I'm new to the north Atlanta area and am looking for my people! I've found and participated in games in Woodstock and Gwinnett, as well as downtown Atlanta. For whatever reason, I can't seem to find a group of gamers that lives in my area.

If you're from Alpharetta/Roswell, let me know that you exist... I'm game for just about anything, from d20 to white wolf to paranoia or hackmaster. I can DM or be a player. I come with beer.


----------



## cms5528 (Nov 7, 2005)

*Also new to Roswell*

I'm also new to Rosweel area looking for some people to start a game with.  Willing to play just about anything - just dying for some RPG time.


----------



## howandwhy99 (Nov 7, 2005)

There's a killer D&D group in Stone Mountain.  We use older rules, but it's still loads of fun.


----------



## Aeson (Nov 21, 2005)

I might be looking for some new players. I have a D&D game one Saturday a month. I may also be looking to start a new D&D or Star Wars game on another Saturday. 

The current game is a 3.5 Forgotten Realms game using the Shackled City Adventure Path modules. 

The other D&D game may be a seafaring game in a homebrew world. 

I'm in Cobb county not too far from Roswell.
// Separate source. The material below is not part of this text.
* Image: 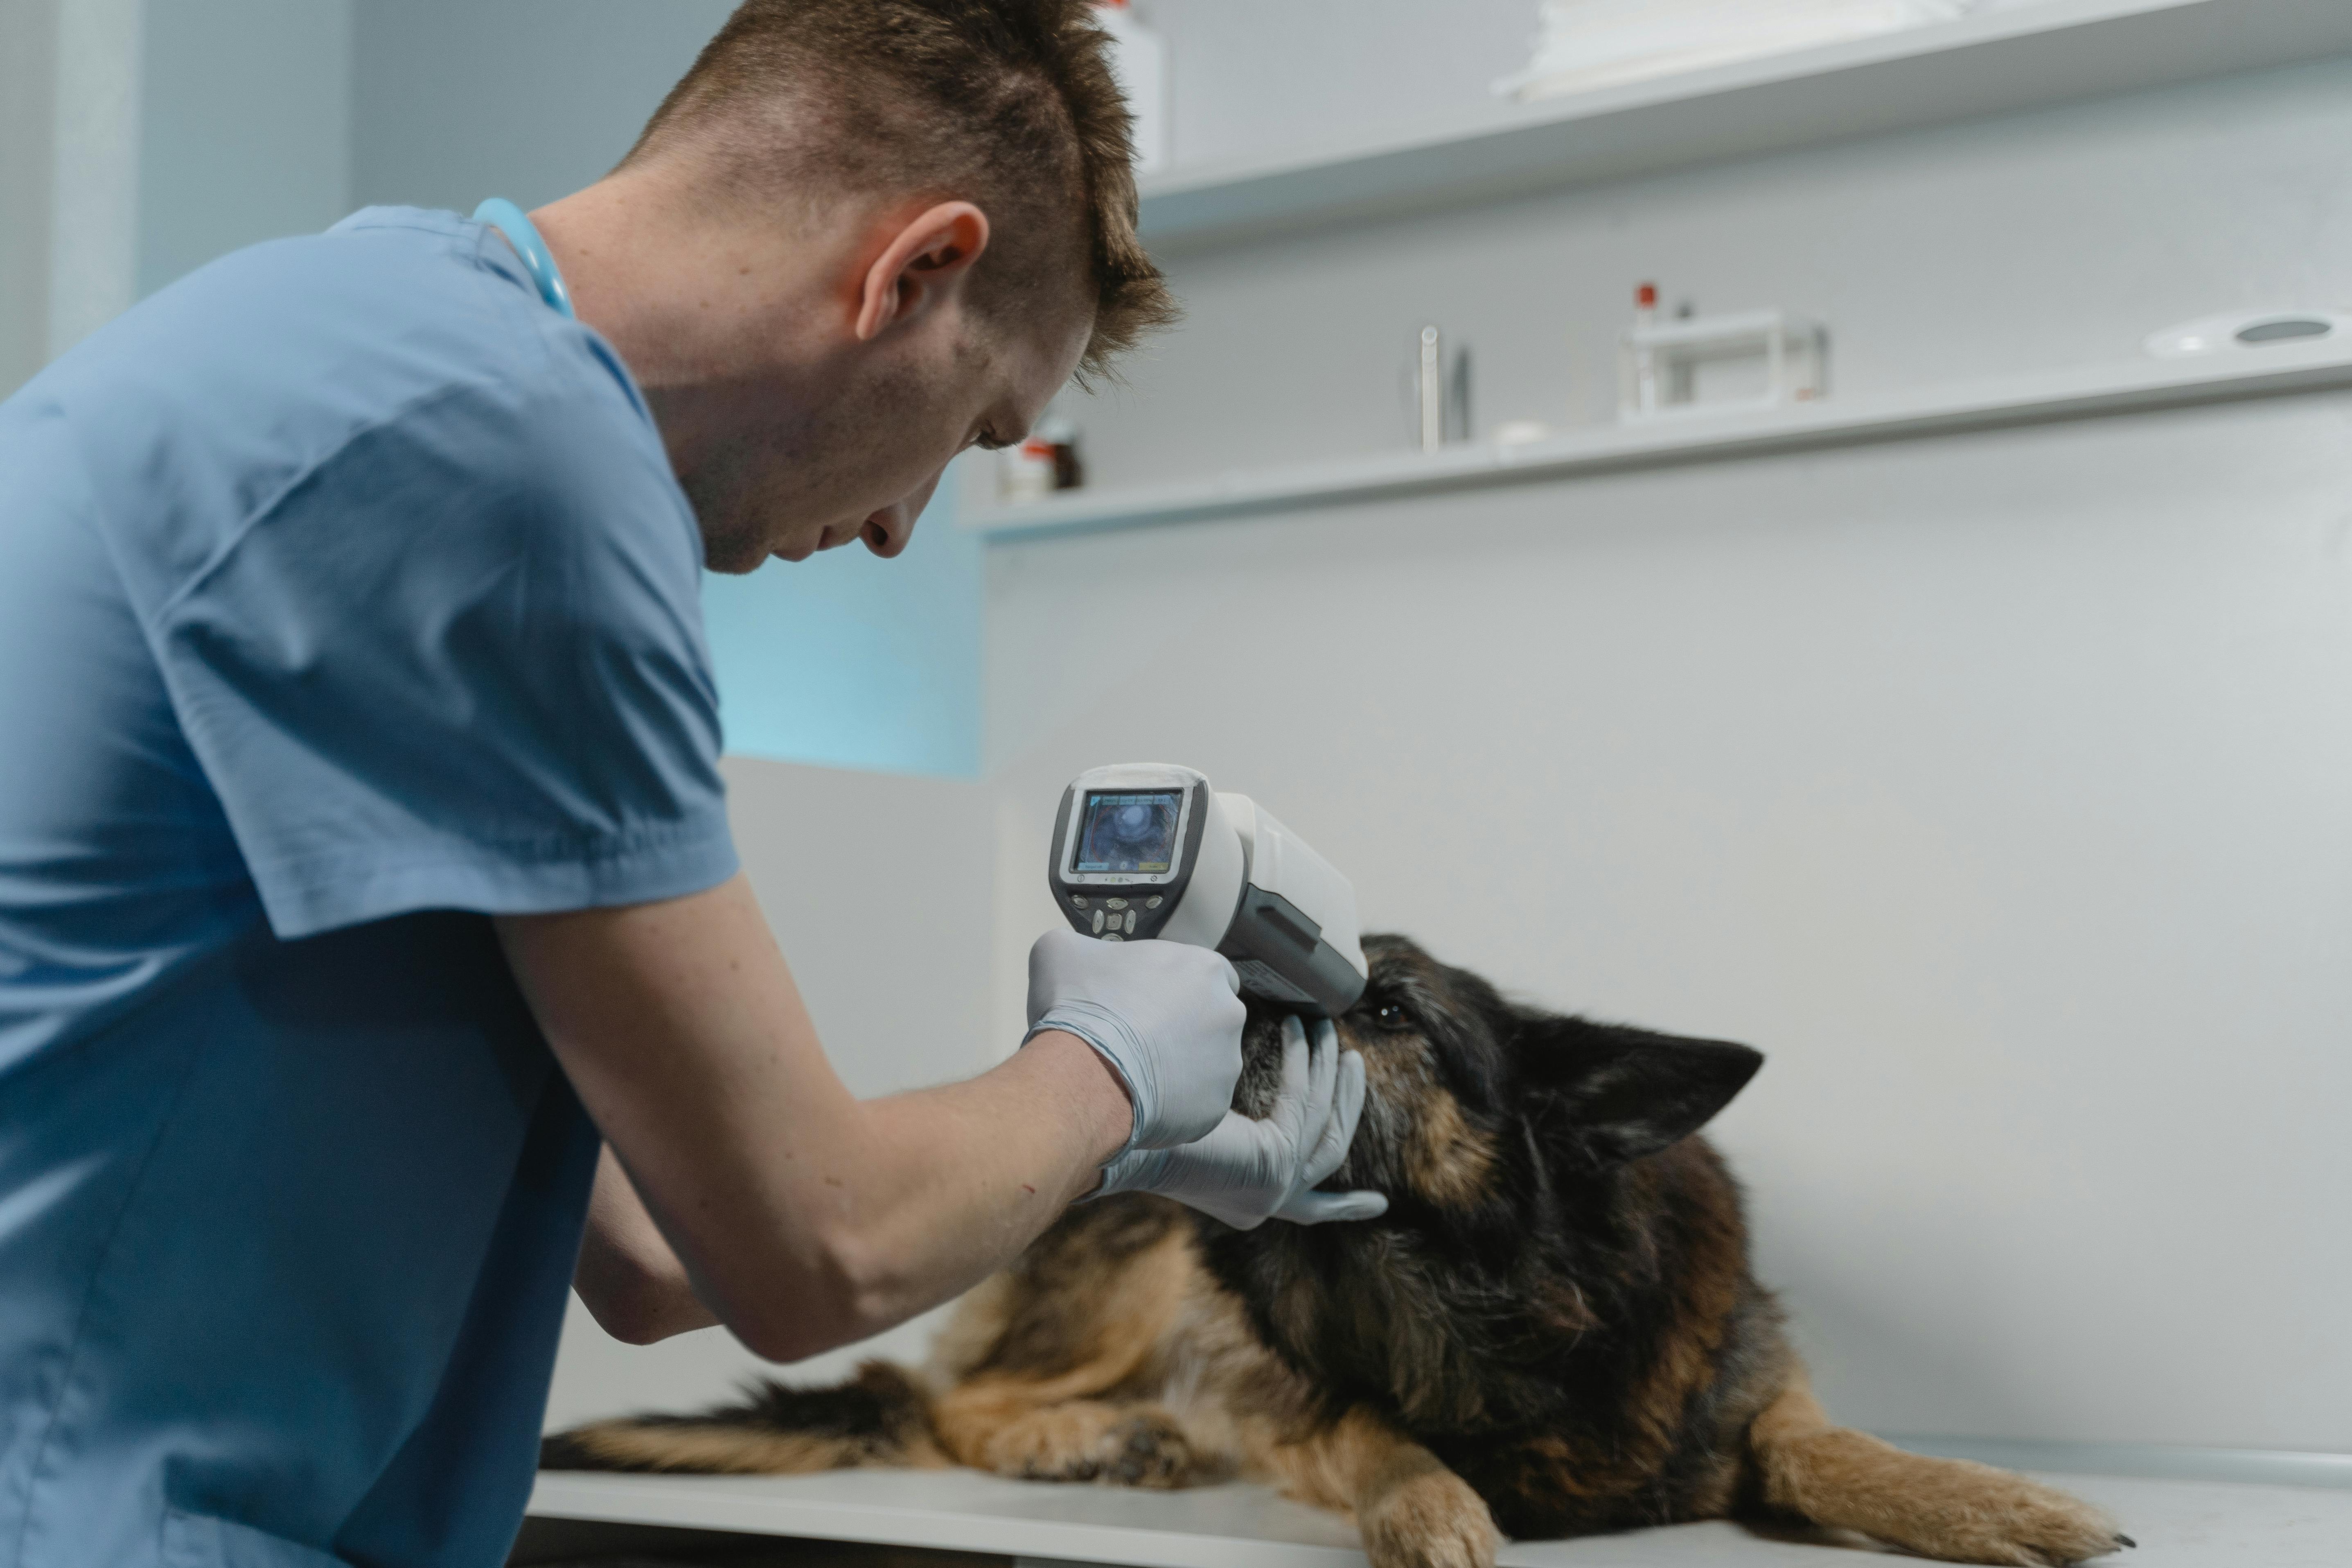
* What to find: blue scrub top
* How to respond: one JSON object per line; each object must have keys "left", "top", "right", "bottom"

{"left": 0, "top": 209, "right": 740, "bottom": 1567}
If your looking for a game a little closer I would suggest going to Xavians Comics on Roswell rd. on Tuesday evening. There is a D&D game there with some folks I've gamed with in the past and still talk to. 

If you might be interested in my game or the game at Xavian my email is in my profile. I can get you in touch with the DM for the Xavian game.


----------